Field trips or museum trips don't seem like cutting-edge educational policy, but they work a lot like the educational tools and strategies of what is known as multi-sensory learning. Multi-sensory learning takes advantage of the way our senses—hearing, sight, and touch, primarily—reinforce one another while learning. Each sense builds toward a more complete experience of a concept or idea. Because multi-sensory learning gives you more than one way of experiencing something, its ideal for children who naturally engage multiple senses in both learning and play.
It is also ideal for the creation of the type of immersive environment that is so crucial for learning a second language.
Any child can learn Spanish—or any other language!
Part of the power of language is that it is not just words—and certainly not just words on a page. It's communication, the heart of how we all relate to and interact with one another. Language is alive! Learning a language, whether it's your first or your fourth, requires that you experience it consistently and in many ways, using different parts of your body and brain.

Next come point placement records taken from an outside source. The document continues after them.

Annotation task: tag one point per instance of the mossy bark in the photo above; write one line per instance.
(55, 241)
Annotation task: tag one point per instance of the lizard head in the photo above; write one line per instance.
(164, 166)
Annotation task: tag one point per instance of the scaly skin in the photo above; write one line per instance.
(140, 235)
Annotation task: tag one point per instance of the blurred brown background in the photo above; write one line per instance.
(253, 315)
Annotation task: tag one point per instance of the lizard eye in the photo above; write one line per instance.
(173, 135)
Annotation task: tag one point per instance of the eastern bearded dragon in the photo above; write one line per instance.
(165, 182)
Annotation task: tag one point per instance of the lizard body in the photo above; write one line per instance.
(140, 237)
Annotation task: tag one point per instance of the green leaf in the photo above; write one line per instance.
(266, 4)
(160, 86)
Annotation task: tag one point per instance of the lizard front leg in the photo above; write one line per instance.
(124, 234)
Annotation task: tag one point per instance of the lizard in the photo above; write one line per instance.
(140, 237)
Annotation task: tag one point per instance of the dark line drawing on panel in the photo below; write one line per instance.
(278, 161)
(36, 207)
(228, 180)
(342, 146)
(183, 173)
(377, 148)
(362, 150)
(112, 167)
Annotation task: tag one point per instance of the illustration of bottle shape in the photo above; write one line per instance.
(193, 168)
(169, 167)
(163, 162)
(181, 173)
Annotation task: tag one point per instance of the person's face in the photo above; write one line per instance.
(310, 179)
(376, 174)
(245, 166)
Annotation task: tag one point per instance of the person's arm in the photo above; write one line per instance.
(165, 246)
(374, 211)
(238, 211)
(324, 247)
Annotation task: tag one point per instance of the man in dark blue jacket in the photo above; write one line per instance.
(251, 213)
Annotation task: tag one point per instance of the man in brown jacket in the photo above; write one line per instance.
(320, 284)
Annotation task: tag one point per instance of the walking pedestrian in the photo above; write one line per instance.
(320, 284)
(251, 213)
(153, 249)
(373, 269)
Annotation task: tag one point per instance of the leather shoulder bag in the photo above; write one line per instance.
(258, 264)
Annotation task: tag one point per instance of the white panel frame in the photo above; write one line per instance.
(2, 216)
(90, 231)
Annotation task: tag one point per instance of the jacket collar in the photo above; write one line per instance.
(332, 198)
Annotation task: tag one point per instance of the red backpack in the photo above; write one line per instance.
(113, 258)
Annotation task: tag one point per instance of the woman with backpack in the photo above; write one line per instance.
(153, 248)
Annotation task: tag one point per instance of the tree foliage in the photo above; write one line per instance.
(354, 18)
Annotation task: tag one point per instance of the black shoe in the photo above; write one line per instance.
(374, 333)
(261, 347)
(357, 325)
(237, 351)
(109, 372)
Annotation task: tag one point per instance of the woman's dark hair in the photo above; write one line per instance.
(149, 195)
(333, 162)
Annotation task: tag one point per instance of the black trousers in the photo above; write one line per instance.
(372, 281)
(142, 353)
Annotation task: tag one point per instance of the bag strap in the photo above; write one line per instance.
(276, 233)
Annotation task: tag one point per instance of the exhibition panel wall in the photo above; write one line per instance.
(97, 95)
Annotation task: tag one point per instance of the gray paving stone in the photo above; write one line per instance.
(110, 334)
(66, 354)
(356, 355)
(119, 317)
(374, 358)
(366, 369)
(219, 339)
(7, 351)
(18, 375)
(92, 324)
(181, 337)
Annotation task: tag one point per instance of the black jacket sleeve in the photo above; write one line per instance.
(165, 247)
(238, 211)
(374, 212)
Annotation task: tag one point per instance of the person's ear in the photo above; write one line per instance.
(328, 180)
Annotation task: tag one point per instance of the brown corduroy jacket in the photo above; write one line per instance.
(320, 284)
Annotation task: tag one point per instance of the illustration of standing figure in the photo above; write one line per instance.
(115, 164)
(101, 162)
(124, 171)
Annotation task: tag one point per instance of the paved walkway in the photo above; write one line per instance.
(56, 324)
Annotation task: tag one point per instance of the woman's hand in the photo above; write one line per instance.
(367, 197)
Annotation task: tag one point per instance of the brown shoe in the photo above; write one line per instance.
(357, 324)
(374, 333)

Scientists and researchers have, for the past few years, increasingly explored how our senses affect the information that gets passed on to our brains. A lot of work has been devoted to finding out how people seem to favor one sense or another when learning new things. Scientists and education experts call these preferences learning styles. There seem to be three main learning styles—visual, auditory, and kinesthetic/tactile learners.

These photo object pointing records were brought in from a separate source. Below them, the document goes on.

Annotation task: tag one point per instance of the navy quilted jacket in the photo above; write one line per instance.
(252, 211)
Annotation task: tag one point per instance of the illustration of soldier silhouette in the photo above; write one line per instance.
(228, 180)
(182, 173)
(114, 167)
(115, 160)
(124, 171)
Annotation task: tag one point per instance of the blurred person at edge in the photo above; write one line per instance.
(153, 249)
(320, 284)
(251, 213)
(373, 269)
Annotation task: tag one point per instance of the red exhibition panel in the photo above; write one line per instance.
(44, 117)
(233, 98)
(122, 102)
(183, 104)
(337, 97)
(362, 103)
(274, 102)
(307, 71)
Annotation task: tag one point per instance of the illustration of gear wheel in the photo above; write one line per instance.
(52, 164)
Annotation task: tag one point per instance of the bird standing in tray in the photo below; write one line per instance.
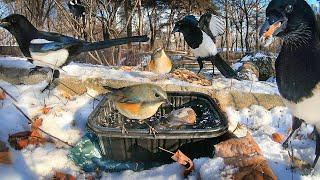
(47, 49)
(160, 63)
(201, 37)
(139, 101)
(298, 64)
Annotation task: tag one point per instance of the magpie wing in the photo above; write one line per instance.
(41, 45)
(212, 25)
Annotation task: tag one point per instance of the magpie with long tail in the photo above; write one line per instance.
(201, 36)
(298, 63)
(48, 49)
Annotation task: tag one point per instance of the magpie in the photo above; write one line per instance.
(76, 8)
(298, 63)
(48, 49)
(200, 36)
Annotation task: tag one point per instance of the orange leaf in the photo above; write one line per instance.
(46, 109)
(2, 95)
(277, 137)
(183, 160)
(36, 124)
(5, 154)
(63, 176)
(22, 143)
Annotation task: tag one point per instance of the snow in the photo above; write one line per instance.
(68, 117)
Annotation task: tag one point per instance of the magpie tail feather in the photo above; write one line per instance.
(112, 42)
(224, 68)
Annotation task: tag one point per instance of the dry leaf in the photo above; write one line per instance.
(19, 140)
(63, 176)
(183, 160)
(22, 139)
(5, 154)
(245, 154)
(277, 137)
(191, 77)
(46, 109)
(2, 95)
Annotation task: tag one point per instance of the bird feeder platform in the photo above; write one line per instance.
(138, 145)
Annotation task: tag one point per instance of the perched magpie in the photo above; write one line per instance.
(76, 8)
(200, 36)
(298, 64)
(48, 49)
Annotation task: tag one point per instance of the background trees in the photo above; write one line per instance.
(118, 18)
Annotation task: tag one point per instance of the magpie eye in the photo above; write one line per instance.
(289, 8)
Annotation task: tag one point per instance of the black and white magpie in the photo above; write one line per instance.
(48, 49)
(298, 64)
(201, 36)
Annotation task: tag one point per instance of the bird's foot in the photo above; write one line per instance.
(48, 87)
(152, 130)
(33, 71)
(285, 145)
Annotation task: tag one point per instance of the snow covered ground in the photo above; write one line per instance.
(67, 120)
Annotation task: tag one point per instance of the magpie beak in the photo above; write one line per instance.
(176, 29)
(273, 26)
(4, 23)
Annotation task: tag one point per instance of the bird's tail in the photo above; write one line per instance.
(224, 68)
(112, 42)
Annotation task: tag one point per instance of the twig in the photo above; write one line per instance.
(78, 93)
(30, 120)
(165, 150)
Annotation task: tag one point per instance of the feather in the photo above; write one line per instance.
(212, 25)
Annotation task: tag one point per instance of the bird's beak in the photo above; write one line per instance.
(176, 29)
(168, 103)
(272, 27)
(4, 23)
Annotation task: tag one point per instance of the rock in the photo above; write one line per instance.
(260, 66)
(249, 71)
(184, 116)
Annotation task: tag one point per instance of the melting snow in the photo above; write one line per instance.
(67, 121)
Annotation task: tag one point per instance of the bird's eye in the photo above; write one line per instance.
(289, 8)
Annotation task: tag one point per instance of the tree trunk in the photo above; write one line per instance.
(128, 10)
(257, 25)
(227, 28)
(140, 32)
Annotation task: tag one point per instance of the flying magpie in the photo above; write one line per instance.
(48, 49)
(298, 63)
(201, 36)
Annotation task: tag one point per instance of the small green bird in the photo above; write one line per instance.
(139, 101)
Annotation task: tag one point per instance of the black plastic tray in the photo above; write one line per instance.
(139, 145)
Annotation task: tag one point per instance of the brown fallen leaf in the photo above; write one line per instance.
(22, 139)
(244, 154)
(63, 176)
(5, 154)
(185, 161)
(277, 137)
(46, 109)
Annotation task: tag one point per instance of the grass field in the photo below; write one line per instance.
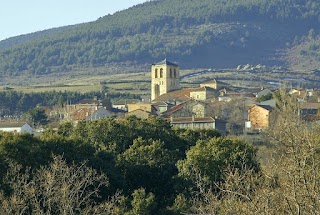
(139, 82)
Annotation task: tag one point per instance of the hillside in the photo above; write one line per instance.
(207, 33)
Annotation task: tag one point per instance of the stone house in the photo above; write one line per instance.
(308, 108)
(259, 117)
(214, 84)
(142, 114)
(199, 123)
(203, 93)
(16, 127)
(188, 109)
(101, 113)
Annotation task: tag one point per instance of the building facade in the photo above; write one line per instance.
(164, 78)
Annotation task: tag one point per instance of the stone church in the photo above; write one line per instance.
(164, 78)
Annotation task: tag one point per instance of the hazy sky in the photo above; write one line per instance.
(26, 16)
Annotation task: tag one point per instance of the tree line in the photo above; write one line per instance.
(144, 166)
(138, 36)
(16, 103)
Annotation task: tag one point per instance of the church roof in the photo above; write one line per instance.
(177, 95)
(166, 62)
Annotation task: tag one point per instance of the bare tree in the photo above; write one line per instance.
(56, 189)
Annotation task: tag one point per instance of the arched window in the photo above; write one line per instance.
(156, 73)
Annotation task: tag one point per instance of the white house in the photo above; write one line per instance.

Visual learners prefer to take in new information by having it right before their eyes, in diagrams or charts if possible. If your child is a visual learner, she may enjoy playing with flash cards or picture books with vibrant colors. Auditory learners may get the most when they can both hear and respond verbally to what they're learning. Your child may be an auditory learner if she picks up on verbal directions quickly and loves to rhyme or sing to remember stories or new words. Kinesthetic learners find they really understand a lesson when they can get their hands on whatever it is they're learning—acting out a new idea rather than just hearing about it or seeing it. If you see your child rushing to figure out your cell phone by taking it apart, then she may be a kinesthetic learner.

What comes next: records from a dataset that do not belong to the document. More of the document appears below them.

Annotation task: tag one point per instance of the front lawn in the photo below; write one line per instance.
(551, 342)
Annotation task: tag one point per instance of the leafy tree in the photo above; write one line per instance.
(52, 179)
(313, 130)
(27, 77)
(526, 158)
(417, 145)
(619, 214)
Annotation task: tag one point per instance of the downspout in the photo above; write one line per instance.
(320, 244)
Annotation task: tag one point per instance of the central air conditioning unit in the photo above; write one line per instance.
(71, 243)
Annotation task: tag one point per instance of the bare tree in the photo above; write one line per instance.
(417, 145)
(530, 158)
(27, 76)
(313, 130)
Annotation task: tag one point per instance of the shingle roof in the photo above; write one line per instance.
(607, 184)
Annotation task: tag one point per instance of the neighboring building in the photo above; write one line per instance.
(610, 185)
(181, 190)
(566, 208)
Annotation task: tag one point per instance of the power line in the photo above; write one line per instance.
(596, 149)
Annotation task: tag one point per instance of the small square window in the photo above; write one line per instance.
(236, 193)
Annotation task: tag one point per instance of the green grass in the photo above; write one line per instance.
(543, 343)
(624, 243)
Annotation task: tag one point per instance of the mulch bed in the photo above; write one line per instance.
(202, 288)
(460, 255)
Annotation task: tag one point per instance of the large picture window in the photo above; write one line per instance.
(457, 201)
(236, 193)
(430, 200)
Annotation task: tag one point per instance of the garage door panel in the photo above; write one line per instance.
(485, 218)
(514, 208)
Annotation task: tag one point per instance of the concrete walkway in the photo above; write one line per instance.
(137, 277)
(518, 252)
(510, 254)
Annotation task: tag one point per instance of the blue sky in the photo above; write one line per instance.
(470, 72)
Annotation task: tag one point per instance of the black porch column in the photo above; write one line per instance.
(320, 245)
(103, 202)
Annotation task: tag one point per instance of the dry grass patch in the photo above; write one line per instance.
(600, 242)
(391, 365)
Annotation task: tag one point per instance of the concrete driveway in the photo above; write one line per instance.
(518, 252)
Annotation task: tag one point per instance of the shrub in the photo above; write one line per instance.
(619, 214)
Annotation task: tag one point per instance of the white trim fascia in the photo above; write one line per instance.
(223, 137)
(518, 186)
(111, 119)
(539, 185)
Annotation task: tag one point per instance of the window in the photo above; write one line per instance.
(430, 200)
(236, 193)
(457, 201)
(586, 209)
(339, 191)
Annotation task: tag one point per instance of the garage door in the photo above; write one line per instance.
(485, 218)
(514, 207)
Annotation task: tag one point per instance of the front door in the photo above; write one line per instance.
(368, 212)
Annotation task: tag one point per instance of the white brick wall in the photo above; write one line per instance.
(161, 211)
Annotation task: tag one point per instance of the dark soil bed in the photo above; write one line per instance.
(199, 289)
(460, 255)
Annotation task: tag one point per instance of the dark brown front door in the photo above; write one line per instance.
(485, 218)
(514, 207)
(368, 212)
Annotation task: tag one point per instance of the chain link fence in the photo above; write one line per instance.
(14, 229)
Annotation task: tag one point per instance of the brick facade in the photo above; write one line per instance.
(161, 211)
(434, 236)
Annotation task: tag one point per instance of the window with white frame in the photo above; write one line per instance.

New ways of making the most of our senses for learning Spanish
Of course, many learners don't have just one style which they alone prefer. Instead, we find things most captivating and most memorable when they engage more than one sense. Even if one is preferred over the others, learning styles overlap in most cases. One may be the favorite, but it doesn't mean the others aren't useful.
Multi-sensory education targets each learning style individually (because it includes them all), but it also brings them all together through one activity or experience. This ability to reach almost anyone, and to do so effectively and pleasurably, opens up worlds of possibilities for education, especially when new multimedia technologies are added in to the mix.
Another new development is the use of multi-sensory learning to focus particularly on kids for whom regular educational methods and approaches are ineffective. Multi-sensory learning allows these students to remain in the general classroom. Any child can learn to read—or to speak another language—by focusing on the methods and the cues that speak to him or her.
Outside the classroom—an opportunity to learn Spanish in a way that connects
Multi-sensory learning has great potential for your child outside of the classroom as well—or before she ever gets there. The body of research backing the importance and benefits of early exposure to a second language continues to grow. Programs which use a multi-sensory platform make learning fun. Audio and video as well as interactive features and activities get kids moving, dancing, and singing—vastly enriching the experience.
Programs which take advantage of the power of multi-sensory learning are like a wonderful trip through a museum of language—not a stuffy museum, of course, but a lively one that immerses your child in a richer experience. Like a good museum exhibit, your child is immersed in a new world which captivates her and creates a lasting memory.